A look around the loft… how in hell would he pay the bills? How naïve he'd been to believe that hard work was all it took.

He glanced at the box with his résumé, but he wasn't ready to start updating it. Going back up to the Napa Valley for Sylvia crossed his mind, but she'd probably still be at Queen of the Valley with Mary and Buck. The hours passed slowly in a hospital waiting room.

One thing he must do was get there before Andre took Sylvia up to his house. That business about him knowing who she was and not letting on was disturbing. Had he found it amusing to know where she was when the rest of world wondered?

Unless … Lyle's jealous streak reasserted itself… Sylvia asked Andre to keep her secret but never told Lyle? Perhaps single-guy Andre had been playing along with her “Cabot” identity, thinking he might get the Senator's daughter as his next bride.

As far as getting to Queen of the Valley before Andre made off with Sylvia … as Lyle had thought in Dickerson's office, the Senator had probably been notified where Sylvia was by now. He would no doubt have law enforcement converging on Napa, and, within the hour, there would be an announcement on the air about the search for her being called off.

Lyle would decide later whether to go up or see her back here in the City. Right now, he'd phone Cliff Ames at Justice, who had the same database resources he'd been shut out of.

Upon arriving at one of his and Cliff's usual haunts, the Four Seas Restaurant, Lyle ascended the stairs to the second-floor dining room where Asian murals covered the walls. From the window, Chinatown appeared to be a maze of metal fire escapes and colorful signs.

The setup here was dim sum, in which servers wheeled around carts laden with small plates of delicacies for the diners' selection.

Cliff waved from a corner table. The two men clasped hands, and Lyle settled in. Cliff poured pale yellow jasmine tea into a handleless white cup at Lyle's place. “Where you been keeping yourself since last Thursday?”

The place was well subscribed after noon so Lyle lowered his voice. “I've spent the last four days with Sylvia Chatsworth in the northern Napa Valley.”

Cliff whistled. “No kidding?”

“Nope.”

“You didn't call me.”

“Sorry, buddy, but she asked me to keep her secret.”

A teenaged Chinese girl in a white shirt and black skirt appeared beside the table, offering duck's feet in a monotonous voice, suggesting she'd memorized the phrase in English.

After cocking a brow at Lyle, who shook his head, Cliff waved the girl away.

As soon as she was gone, Cliff gave him a knowing grin. “So you scored with
la
Chatsworth and think you have the world by the tail.”

“Not exactly.”

A young man presented another tray.

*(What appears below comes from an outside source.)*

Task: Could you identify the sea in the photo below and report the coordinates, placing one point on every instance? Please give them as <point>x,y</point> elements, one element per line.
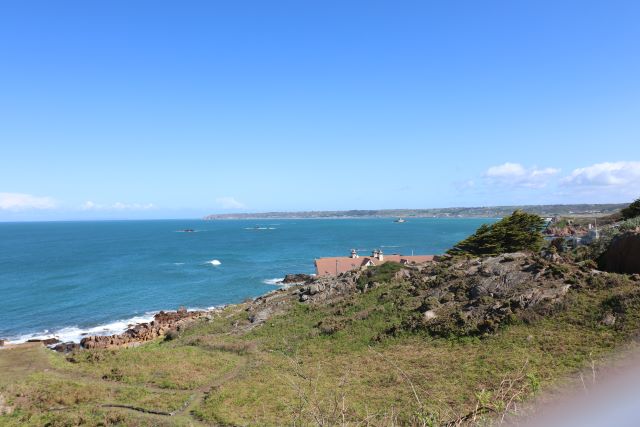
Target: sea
<point>70,279</point>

Pointing to a platter of jellyfish, Lyle noted that Cliff chose some shrimp toast.

Lyle sampled—too salty and the texture was rubbery. He shoved the plate aside.

Washing down a bite of shrimp toast with a mouthful of tea, Cliff gestured. “This is better.”

Lyle looked at the crispy triangles. “Dickerson fired me this morning.”

“The hell—”

“I can't believe it, either.” At a sudden image of his usual weekday routine, including lunches like this, he clutched his teacup so hard he realized he was about to break it.

“That's totally weird.” Cliff set aside his chopsticks and stared at Lyle.

“It was like he had it planned. My office was clean except for my personal files. When I went back down after talking to him, there were packing boxes on my desk.”